Surfing the interwebs I ran into SunDog Software and started looking at the SilverLining SDK. I was hooked on the dynamic nature of these clouds. The depth, movement and how they morph under certain conditions were things lacking in X-Plane and something I wanted for the community, clouds that behave like clouds! Extremely limited in my knowledge of OpenGL programing and limited in funding I decided to have a couple of drinks and discuss a potential partnership with SunDog to bring the SDK into X-Plane, it was a total shot in the dark. To my amazement I received a reply from one Frank Kane and the rest is the best selling add-on for the X-Plane platform, SkyMAXX Pro was born. Turns out me and Frank work extremely well together, having his attention with the success of SMP and the value of belonging to the largely consumer based X-Plane market, we continued to move forward with our “global” mission. Along with the continual improvements to SMP we have some smaller offerings such as SoundMAXX, MaxxFX and Real Weather Connector which bring more much needed depth to the X-Plane world.

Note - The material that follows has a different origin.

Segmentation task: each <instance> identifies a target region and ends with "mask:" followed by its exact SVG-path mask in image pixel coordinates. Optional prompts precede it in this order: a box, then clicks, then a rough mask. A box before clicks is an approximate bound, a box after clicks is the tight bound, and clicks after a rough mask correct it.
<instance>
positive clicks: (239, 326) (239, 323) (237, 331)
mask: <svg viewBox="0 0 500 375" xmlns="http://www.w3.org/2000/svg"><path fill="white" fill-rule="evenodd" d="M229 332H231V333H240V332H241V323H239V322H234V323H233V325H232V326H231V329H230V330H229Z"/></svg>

All this brings me to the next big thing from Maxx-XP and SunDog. Another global element missing in our X-Plane world are seasons. This has been on our radar for a very long time. When we started on this mission we became aware we would need help from Laminar Research to make it a reality. So I had a few more drinks and we opened up the dialog with them and they obliged with the tools to make our vision a reality. Outside of the plugin itself there was the massive task of texturing the world for a variety of potential seasonal variations. A metric ton of trial and error and some cool tricks later, as I write this, we are in labor and TerraMAXX is about to be born. As with all our other offerings its something I am extremely proud of and I can't wait for the community to enjoy it as much as I enjoyed developing it for you all.
Maxx-XP was born out of passion for flight simulation and even aviation in general, my hope is that passion shows in our offerings. My goal has always been to help advance X-Plane and to keep our hobby alive and kicking. Thank you for taking the time to read this article and I also hope you may gain something from this inside look at what made me a developer.